By Constantinos Psillides
The government is looking into legalising hemp cultivation, with Agriculture Minister Nikos Kouyialis saying that his department plans to subsidise hemp farmers so that the byproduct could be used in various industries, from ropes and animal feed to cement and textiles.
Kouyialis’ announcement came shortly after the Anti-Drug Council gave the green light for hemp cultivation.
The final decision rests with the House, which will be called upon to legally differentiate cannabis from hemp cultivation, so that hemp will no longer be considered as a controlled narcotic substance.
The agriculture ministry will examine the viability of hemp production to decide whether or not it will subsidise it, according to a letter the minister sent to Greens’ Giorgos Perdikis.
Kouyialis told the Cyprus Mail that three major foreign companies have so far contacted the ministry to explore the possibility of hemp cultivation in the island.

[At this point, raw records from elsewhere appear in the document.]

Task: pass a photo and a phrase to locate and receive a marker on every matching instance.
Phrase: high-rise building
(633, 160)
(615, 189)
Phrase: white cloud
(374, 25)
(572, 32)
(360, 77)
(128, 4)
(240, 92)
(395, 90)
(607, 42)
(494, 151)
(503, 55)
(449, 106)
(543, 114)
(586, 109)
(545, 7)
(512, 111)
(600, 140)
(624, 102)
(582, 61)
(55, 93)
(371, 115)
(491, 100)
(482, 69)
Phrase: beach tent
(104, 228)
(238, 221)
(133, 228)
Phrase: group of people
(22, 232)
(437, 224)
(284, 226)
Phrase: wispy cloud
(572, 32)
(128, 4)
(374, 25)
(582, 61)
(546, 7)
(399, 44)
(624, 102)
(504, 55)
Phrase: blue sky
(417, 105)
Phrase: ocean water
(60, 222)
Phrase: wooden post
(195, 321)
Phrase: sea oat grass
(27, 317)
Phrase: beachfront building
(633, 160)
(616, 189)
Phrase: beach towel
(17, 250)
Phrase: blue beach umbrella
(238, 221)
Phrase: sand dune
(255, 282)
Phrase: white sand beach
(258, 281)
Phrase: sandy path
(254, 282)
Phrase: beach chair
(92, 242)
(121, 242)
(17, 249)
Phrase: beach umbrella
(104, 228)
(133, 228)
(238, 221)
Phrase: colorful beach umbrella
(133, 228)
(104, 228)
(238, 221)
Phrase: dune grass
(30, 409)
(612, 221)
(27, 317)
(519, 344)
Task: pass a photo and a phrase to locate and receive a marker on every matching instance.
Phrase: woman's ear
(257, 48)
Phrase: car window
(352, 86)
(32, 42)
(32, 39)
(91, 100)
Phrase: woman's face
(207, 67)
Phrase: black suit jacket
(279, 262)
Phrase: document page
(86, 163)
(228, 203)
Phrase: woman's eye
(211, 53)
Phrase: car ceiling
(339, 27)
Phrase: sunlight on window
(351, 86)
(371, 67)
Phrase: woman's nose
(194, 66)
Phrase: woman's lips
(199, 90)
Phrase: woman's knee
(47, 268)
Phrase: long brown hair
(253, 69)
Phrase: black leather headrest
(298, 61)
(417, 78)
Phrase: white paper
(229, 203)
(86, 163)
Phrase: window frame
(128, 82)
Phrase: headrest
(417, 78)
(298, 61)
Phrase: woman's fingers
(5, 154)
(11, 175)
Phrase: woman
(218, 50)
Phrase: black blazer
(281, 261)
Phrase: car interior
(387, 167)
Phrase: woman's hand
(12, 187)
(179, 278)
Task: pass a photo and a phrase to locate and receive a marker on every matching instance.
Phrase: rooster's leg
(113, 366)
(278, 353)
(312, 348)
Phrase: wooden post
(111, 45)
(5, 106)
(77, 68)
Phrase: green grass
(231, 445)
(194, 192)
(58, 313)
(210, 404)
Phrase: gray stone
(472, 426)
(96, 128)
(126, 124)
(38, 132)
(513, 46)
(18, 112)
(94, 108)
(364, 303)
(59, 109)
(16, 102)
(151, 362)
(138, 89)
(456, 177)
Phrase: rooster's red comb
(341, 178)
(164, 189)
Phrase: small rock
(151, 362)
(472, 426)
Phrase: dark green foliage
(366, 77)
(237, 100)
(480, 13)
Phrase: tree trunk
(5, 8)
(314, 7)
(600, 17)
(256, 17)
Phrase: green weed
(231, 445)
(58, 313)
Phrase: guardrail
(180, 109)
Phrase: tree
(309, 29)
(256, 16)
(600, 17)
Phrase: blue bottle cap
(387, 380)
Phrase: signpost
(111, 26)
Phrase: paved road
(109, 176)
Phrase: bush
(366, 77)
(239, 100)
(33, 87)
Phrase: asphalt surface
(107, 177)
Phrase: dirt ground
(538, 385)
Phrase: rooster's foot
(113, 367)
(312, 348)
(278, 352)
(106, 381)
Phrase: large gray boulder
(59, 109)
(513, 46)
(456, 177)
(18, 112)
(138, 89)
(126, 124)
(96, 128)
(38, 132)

“They said they were not interested in subsidies. If hemp is legalised, then they will buy land and start operating in Cyprus,” the minister said, adding that there was no interest from any local companies.
The minister said that his office is ready to go ahead with the subsidies three or four months after the House decides on the matter.
He added that strict precautions will be taken to ensure that nobody takes advantage of any law amendment in order to produce cannabis as a drug instead of hemp as a commodity.
Within the EU, farmers can obtain a subsidy for the cultivation of hemp and flax (used to make linen). The motive behind the subsidy was to enable farmers a decent income from flax or hemp and to compete with world market prices.
France, Spain, the UK, the Netherlands and Germany all cultivate hemp to sell as a natural fibre source.
The EU regulations refer to the cultivation of industrial hemp, cannabis sativa L., which contains less than one per cent of tetrahydrocannabinol (THC), a psychoactive component. Marijuana contains THC levels that typically range from 3 to 15 per cent. Hemp can be used to make a number of products, including rope, paper and textiles, while its seeds, better known in Cyprus as ‘kannaouri’ are used in the production of animal feed. The seed was widely available on the island up until the 1960s and were also used to make a cheap food, known as ‘kannaouropitta’.
Modern industrial use for hemp include the manufacture of concrete-like blocks as an insulating material for construction, while hemp fibres are known to have replaced wood for many jobs including creating very durable and breathable homes.
Some experts argue that individual marijuana and industrial hemp plants look nearly identical and require chemical analysis to distinguish the two, lending the crop to improper use.